Welche Folgen bringt die Alterung der Gesellschaft mit sich?

Roos: Eine radikale Umwälzung der Bevölkerungszusammensetzung. Vor 100 Jahren waren die Jungen die größte Bevölkerungsgruppe, was sie heute nicht mehr sind. Mitte des letzten Jahrhunderts wurde der Durchschnittsmensch nicht einmal 50 Jahre alt, heute wird er 70 und Mitte dieses Jahrhunderts beträgt die durchschnittliche Lebenserwartung 76 Jahre. Aber wir sprechen wohlgemerkt von einer kalendarischen Alterung. Das Durchschnittsalter und die Zahl jener, die ein hohes Lebensalter erreichen, steigen an. Gleichzeitig findet eine biologisch- medizinische Verjüngung statt. Der durchschnittliche 60-Jährige heute ist biologisch-medizinisch jünger als der 60-Jährige vor 20 Jahren. Das heißt, die Erde wird nicht zu einem Planeten voller Greise werden. Natürlich kommt für jeden irgendwann die Phase der Betagtheit, aber zumindest die Zahlen für die Schweiz zeigen: Es kommt trotz Zunahme der Lebenserwartung zu keinem Zuwachs an Jahren der Pflegebedürftigkeit.

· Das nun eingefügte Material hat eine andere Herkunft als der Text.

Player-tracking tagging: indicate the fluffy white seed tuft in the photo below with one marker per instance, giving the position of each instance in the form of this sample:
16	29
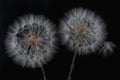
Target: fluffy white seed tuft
82	30
30	41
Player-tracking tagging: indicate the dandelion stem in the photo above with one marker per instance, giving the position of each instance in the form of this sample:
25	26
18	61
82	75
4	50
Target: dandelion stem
44	75
72	65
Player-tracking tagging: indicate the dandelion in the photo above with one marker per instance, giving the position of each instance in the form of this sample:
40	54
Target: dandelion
83	32
31	41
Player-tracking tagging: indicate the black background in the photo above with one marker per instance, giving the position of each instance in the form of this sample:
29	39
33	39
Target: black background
86	67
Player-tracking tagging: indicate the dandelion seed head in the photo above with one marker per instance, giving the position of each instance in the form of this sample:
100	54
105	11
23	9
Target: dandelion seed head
30	41
83	30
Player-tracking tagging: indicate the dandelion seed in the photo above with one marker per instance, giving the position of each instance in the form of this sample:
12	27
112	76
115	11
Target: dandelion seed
30	41
83	32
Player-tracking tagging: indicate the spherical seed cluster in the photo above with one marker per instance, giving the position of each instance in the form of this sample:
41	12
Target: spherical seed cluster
30	41
83	31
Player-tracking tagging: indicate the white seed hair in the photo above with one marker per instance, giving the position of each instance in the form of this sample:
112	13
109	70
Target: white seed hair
20	52
92	39
107	47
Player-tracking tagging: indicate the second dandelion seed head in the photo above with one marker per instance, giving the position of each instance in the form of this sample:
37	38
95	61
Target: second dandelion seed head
83	31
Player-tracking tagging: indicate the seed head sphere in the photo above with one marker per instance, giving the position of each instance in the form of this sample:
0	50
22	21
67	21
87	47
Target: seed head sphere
83	31
31	41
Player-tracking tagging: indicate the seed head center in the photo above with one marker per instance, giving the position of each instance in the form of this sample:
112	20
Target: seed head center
32	40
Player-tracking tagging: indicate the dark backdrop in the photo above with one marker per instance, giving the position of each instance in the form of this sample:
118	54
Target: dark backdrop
86	67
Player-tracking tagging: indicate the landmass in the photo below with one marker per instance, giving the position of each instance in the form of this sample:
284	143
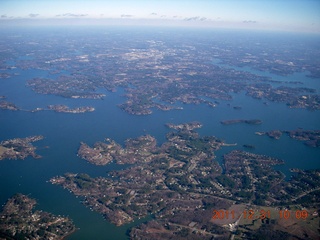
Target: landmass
180	184
308	137
233	121
188	69
19	148
57	108
66	109
18	220
8	106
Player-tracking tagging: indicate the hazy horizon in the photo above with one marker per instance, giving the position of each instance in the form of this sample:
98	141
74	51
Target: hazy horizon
294	16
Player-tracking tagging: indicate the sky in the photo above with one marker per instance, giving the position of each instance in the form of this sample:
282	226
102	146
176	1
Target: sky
285	15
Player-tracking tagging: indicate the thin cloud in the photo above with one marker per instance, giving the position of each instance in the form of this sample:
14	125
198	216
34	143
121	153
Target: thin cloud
33	15
195	19
249	21
71	15
126	15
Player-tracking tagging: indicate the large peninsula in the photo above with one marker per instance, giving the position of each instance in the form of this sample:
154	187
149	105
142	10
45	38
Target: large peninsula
181	184
18	220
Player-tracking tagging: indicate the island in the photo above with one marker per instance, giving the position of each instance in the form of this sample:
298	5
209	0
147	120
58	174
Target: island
250	121
163	74
5	105
181	184
20	221
66	109
308	137
19	148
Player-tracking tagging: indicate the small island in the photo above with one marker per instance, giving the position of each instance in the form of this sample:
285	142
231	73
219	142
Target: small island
181	184
5	105
20	221
308	137
8	106
66	109
19	148
234	121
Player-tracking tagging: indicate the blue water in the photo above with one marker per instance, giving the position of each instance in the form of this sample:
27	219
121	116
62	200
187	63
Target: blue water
63	133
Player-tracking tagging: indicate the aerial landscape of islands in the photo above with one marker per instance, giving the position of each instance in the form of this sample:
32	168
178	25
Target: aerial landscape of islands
181	186
188	193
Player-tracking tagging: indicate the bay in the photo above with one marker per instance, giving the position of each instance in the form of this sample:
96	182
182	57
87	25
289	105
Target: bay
63	133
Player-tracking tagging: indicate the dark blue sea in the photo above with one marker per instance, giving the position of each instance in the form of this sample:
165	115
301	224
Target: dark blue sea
63	133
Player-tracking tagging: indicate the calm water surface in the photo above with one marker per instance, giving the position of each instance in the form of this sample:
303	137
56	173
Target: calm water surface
63	133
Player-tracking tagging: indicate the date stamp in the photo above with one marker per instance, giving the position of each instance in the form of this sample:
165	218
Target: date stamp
260	214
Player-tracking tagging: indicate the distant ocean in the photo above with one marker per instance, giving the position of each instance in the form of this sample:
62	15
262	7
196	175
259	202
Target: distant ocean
63	133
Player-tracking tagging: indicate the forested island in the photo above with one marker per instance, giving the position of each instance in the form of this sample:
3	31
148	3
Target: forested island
181	184
19	148
18	220
308	137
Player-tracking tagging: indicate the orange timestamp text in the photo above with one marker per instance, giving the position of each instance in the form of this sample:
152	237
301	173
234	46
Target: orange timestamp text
260	214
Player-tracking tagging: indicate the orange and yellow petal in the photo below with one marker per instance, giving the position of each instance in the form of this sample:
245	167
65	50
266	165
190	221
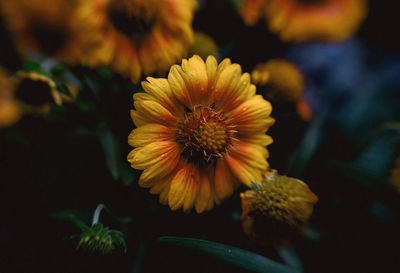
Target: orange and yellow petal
328	20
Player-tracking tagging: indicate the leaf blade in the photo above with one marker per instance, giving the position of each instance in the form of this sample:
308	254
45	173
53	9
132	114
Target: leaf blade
233	255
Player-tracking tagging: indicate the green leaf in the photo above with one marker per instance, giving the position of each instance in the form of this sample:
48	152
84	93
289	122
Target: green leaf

Und welche Folgen wird die Digitalisierung haben?

Roos: Die Digitalisierung wird den Gesundheitsbereich grundlegend verändern. Mit dem Sammeln und Auswerten der vorhandenen Gesundheitsdaten werden wir viele neue Entdeckungen machen. Künstliche Intelligenz kann Unmengen an Daten, auch unstrukturierte, analysieren und Schlüsse daraus ziehen. Schon jetzt sind Anwendungen auf Basis von Künstlicher Intelligenz besser imstande, radiologische Bilder auszuwerten als Ärzte. In Deutschland wird an der Universität Marburg Künstliche Intelligenz bereits zur Analyse unerkannter und seltener Erkrankungen eingesetzt. Ich gehe davon aus, dass Künstliche Intelligenz eine massive Unterstützung für die Medizin sein wird, indem sie in der Flut von Daten Muster und Zusammenhänge erkennt, die wir nicht sehen können.

Künstliche Intelligenz wird ja auch für andere Aufgaben eingesetzt: In Großbritannien zum Beispiel propagiert das Nationale Gesundheitsservice NHS eine App, über die die Versicherten mit einem intelligenten Chat-Bot statt mit einem menschlichen Arzt kommunizieren. Wird die Ärzteschaft durch Künstliche Intelligenz ersetzt werden?

Roos: Das ist möglich, aber nicht wünschenswert. Denn das persönliche Verhältnis von Patient und Arzt ist ein wichtiger Faktor der Heilung. Ein positives Szenario wäre, dass die Ärzte bei der Diagnose und bei der Therapieplanung von diesen mächtigen künstlichen Assistenten unterstützt werden und ihren Fokus mehr auf den gesamten Menschen legen können. Auf jeden Fall aber werden wir alle in zehn Jahren auf unserem Smartphone einen „Smart Doktor“ haben.

Der Trend zur Selbstvermessung mittels Wearables und Gesundheitstrackern sowie der Trend zur Selbstoptimierung: Sind das Teile dessen, was Sie Gesundheitsexpansion nennen?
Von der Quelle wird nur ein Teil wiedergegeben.